Man muss es der Zuhörerschaft des Präsidenten wahrhaft nachsehen, wenn sie sich zuweilen fragt, ob Bush selbst wirklich weiß, warum er all das sagt, was ihm aus dem Mund quillt. Es deutet wenig darauf hin, dass bei ihm der physische Prozess, Worte zu formulieren, mit einer bewussten Hirntätigkeit in Verbindung steht. Selbst wenn von Bush nichts weiter verlangt wird, als einen vorbereiteten Text abzulesen, scheint die Aufgabe seine intellektuellen Fähigkeiten bis an die Grenzen zu strapazieren.

Die Pressekonferenz vom Montag war ein typisches Beispiel dafür. Er hatte Schwierigkeiten, die einleitende Erklärung abzulesen, verhedderte sich mehrmals und verlor den Faden. Als die Reporter später Fragen direkt an ihn richten konnten, unterbrach Bush seine Antworten mehrmals und gestand, die Frage vergessen zu haben. Bush war weit davon entfernt, die Besorgnis über den Ausgang des israelischen Krieges gegen die Hisbollah und die Außenpolitik seiner Regierung zu zerstreuen. Vielmehr konnten seine verwirrten, abschweifenden und oft absurden Bemerkungen und die durchweg verlogenen Äußerungen die Bedenken in gebildeten Schichten der herrschenden Elite nur verstärken, dass der Präsident wohlmöglich der Realität nicht gewachsen ist.

Wie üblich versuchte Bush gar nicht erst, sein Publikum für sich zu gewinnen oder zu überzeugen. Seine einleitende Stellungnahme war keine logisch aufgebaute Argumentation. Bush stellte bloß Behauptungen in den Raum und gab sich keinerlei Mühe, sie mit Fakten zu untermauern. Diese Äußerungen waren durchweg absurd und bewegen sich auf dem Niveau der reaktionärsten, rückständigsten, ignorantesten und, offen gesagt, dümmsten Teile, die in der amerikanischen Öffentlichkeit zu finden sind.

Als Franklin Roosevelt 1933, mitten in der Großen Depression, seine berühmte Antrittsrede als Präsident hielt, bekräftigte er seinen "festen Glauben, dass das Einzige, was wir zu fürchten haben, die Furcht selbst ist - die namenlose, unvernünftige, ungerechtfertigte Angst". George Bushs gesamtes rhetorisches Repertoire besteht jedoch darin, an genau diese Art irrationaler Furcht zu appellieren, die Roosevelt so der Verachtung preisgegeben hatte.

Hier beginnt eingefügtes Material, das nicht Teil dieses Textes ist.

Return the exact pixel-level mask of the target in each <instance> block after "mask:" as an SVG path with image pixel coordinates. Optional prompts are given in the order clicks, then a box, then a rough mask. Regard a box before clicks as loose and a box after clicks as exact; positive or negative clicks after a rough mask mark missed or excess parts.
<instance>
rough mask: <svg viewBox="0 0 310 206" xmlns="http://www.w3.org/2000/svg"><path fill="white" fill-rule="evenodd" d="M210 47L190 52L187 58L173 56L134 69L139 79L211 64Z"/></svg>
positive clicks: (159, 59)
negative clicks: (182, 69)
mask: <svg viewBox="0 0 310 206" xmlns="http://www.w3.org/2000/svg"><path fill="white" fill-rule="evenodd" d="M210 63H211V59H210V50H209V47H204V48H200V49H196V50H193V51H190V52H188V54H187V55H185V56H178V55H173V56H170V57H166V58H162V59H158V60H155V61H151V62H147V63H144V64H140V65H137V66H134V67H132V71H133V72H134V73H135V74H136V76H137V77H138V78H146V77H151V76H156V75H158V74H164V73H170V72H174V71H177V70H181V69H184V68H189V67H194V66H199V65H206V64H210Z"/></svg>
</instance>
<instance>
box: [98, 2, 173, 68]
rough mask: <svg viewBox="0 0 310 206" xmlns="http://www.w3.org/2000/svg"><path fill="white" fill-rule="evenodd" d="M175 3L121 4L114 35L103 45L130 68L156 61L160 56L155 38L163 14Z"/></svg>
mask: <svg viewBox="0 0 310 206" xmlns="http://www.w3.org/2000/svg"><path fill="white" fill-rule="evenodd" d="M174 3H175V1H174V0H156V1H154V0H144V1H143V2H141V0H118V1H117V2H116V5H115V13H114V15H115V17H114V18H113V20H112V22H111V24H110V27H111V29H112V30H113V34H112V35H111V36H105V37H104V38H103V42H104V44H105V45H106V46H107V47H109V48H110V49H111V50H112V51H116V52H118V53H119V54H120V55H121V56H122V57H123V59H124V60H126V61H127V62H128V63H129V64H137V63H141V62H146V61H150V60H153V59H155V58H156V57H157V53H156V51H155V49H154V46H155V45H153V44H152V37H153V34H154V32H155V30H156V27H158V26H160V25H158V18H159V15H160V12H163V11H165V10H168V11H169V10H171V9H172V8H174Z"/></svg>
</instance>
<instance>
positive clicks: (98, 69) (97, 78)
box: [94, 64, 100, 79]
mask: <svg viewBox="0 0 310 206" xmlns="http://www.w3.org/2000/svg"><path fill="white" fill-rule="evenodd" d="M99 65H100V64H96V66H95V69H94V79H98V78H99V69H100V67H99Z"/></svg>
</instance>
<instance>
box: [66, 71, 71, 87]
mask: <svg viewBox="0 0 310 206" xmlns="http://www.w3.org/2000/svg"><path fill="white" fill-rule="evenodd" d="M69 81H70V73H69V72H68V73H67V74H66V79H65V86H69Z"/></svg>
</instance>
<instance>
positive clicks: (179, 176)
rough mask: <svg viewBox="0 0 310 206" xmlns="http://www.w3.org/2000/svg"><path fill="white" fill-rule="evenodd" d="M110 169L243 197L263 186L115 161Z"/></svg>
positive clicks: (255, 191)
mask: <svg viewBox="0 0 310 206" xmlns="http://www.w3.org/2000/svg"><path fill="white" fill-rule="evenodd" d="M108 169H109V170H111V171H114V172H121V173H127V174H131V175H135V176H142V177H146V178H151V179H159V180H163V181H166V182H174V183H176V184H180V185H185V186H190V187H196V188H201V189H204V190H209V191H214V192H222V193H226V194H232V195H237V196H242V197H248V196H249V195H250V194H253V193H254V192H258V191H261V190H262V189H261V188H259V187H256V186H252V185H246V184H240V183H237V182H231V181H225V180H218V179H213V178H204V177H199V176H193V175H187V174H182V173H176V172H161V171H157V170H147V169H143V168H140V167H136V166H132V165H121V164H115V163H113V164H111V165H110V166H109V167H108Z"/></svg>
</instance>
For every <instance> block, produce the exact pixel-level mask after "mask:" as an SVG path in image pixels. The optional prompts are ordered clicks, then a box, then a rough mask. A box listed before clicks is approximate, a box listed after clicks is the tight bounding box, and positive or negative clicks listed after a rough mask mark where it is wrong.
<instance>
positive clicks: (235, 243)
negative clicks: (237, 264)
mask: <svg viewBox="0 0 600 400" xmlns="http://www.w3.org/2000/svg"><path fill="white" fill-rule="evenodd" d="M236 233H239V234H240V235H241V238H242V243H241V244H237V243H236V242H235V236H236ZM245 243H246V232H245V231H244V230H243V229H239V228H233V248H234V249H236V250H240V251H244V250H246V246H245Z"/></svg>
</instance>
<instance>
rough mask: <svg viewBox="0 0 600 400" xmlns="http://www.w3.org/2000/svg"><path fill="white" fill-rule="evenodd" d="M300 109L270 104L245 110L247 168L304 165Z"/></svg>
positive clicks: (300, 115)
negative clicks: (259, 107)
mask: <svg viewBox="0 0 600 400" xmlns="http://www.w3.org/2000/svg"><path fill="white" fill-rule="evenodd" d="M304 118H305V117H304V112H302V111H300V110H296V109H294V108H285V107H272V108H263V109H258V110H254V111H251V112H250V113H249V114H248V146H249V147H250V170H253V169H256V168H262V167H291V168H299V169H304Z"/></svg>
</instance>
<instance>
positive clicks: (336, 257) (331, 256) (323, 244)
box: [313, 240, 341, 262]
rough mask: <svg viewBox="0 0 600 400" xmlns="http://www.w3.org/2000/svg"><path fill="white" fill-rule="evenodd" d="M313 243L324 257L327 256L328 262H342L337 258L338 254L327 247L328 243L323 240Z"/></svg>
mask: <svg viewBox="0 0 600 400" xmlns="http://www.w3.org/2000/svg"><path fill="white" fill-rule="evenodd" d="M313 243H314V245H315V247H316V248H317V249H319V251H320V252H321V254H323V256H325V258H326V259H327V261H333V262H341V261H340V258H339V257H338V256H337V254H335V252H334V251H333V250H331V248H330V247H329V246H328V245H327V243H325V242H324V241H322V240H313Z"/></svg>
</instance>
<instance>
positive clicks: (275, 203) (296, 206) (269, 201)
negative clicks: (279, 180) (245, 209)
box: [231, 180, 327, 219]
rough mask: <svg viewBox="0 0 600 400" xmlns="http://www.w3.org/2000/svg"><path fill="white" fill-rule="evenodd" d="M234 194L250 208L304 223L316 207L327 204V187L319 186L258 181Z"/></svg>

In der Stellungnahme von ungefähr fünf Minuten, mit der er die Pressekonferenz am Montag eröffnete, benutzte Bush nicht weniger als dreiundzwanzig Mal den Ausdruck "Terror" und "Terroristen".

In Bushs Sprachgebrauch sind diese zwei Wörter zu allgemeingültigen Synonymen für alle wirklichen und eingebildeten Gegner und Feinde der amerikanischen Außenpolitik geworden. Durch diesen universellen Gebrauch hat der Begriff Terror/Terroristen inzwischen jeden konkreten Inhalt verloren.

Der Präsident fasste den globalen Rahmen des Kriegs gegen den Terrorismus wie folgt zusammen: "Die Welt muss verstehen - muss verstehen, was es bedeutet, dem Terrorismus gegenüber zu stehen, denke ich. Es ist die Herausforderung des 21. Jahrhunderts. Der Kampf gegen Terror, eine Gruppe von Ideologen, übrigens, die Terror benutzen, um ein Ziel zu erreichen - das ist die Herausforderung."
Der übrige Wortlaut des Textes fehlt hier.